While many programmers use Git on a daily basis, some might not use much more than the basic commands like add, commit, push, and pull. Yet Git has dozens of high-level commands. A particularly interesting one is bisect. It allows you to efficiently search through your commit history to identify when a change occurred. The most obvious use case for this is to find out when a bug was introduced.
At a high level, the way bisect works is that it lets you mark commits as “good” or “bad” until it can figure out the specific commit that caused the repository to flip from good to bad. To minimize the number of commits you have to inspect, it tries to stick to a binary search as much as possible. For an in-depth look at how bisect works under the hood, I recommend reading this paper, which discusses how the bisection algorithm works.

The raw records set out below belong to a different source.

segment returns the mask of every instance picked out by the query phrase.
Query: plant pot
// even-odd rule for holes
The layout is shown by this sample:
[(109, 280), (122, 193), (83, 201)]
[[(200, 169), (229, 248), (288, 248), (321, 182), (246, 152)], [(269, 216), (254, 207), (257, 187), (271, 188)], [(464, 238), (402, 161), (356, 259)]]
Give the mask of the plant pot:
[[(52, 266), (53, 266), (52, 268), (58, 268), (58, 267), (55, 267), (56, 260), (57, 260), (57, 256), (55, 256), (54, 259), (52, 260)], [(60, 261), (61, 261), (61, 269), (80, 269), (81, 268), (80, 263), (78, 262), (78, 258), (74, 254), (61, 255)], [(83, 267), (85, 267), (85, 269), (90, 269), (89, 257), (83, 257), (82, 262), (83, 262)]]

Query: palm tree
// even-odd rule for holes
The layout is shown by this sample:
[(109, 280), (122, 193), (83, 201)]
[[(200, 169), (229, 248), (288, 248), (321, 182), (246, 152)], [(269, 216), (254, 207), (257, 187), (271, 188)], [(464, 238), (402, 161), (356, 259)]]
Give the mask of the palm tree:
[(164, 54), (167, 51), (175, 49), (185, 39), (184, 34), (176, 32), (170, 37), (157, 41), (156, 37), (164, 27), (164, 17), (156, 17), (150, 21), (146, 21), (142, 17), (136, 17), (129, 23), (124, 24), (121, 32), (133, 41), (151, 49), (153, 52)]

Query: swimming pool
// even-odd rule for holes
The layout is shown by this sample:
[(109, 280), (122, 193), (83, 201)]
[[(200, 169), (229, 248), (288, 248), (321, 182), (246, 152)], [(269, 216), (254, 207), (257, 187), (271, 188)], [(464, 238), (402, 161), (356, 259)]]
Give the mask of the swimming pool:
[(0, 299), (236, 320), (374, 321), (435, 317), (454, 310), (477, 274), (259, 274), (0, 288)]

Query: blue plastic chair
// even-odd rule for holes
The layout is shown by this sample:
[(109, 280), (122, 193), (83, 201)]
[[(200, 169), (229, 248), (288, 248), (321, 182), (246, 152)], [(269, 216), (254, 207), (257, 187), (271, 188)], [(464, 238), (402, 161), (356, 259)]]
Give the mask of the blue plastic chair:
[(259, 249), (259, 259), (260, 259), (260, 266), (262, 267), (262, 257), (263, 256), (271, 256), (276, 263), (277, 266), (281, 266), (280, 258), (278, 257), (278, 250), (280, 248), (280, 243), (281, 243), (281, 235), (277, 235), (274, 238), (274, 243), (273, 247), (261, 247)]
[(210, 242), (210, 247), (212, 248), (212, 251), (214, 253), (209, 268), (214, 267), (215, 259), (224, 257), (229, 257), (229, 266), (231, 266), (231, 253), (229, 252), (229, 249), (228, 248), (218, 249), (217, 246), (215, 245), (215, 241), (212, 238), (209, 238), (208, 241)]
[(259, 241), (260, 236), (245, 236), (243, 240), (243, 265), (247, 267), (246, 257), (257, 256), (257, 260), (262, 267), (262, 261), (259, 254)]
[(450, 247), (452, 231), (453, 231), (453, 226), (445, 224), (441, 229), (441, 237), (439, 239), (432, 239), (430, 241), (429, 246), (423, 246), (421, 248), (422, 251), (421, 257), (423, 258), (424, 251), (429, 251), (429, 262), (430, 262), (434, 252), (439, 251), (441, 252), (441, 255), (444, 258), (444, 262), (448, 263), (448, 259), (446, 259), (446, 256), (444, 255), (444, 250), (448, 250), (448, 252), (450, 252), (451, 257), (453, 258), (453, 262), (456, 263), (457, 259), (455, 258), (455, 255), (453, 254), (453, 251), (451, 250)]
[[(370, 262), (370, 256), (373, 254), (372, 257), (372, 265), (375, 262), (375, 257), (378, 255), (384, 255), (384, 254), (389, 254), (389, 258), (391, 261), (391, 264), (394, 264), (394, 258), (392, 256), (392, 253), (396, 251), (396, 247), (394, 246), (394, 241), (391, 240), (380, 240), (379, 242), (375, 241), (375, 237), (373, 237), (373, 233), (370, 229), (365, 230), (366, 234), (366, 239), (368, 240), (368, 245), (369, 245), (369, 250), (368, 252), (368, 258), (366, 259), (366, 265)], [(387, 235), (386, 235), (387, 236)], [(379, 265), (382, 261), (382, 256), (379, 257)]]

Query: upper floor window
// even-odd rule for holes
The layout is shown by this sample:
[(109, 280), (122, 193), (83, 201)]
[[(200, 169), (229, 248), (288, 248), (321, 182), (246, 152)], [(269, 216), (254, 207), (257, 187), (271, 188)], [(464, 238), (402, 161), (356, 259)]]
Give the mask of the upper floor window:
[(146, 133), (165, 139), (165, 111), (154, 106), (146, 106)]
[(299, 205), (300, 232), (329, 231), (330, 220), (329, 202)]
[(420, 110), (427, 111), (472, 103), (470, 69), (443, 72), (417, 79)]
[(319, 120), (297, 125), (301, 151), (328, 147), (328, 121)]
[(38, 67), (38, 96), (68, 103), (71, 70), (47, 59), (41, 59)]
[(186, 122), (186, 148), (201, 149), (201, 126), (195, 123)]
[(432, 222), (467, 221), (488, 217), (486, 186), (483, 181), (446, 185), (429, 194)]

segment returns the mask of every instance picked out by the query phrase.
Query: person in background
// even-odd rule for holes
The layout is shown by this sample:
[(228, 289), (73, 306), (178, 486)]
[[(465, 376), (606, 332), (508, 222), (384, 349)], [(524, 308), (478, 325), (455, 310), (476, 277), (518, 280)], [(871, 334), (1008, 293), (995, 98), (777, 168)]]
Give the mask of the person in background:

Let’s think about when bisect can be useful. Then we’ll go through a tutorial. Lastly, I’ll cover some advanced features and go over some caveats.
When to Use Bisect
I don’t use bisect very often, but when I do, it’s usually when I’m trying to figure out a particularly tricky problem involving a bug with an unclear origin. Some bugs can be attributed to a very recent commit, and it’s obvious from a quick look which one caused the issue. If a commit from this morning changed a part of your system, and you start getting error alerts for that part, there’s a good chance the commit from this morning is the culprit.
But other bugs are subtle, and you might not discover them until long after their introduction to the codebase. In these cases, it can be challenging to go through the commit history and suss out the bad commit, especially if you don’t have a good idea of when exactly the issue started. The task can be even harder if you don’t have a descriptive, clean commit log to read because the commit messages are not written well. Imagine trying to pinpoint a problematic commit when the commit log is full of generic messages like “Fix issue” or “Clean up.”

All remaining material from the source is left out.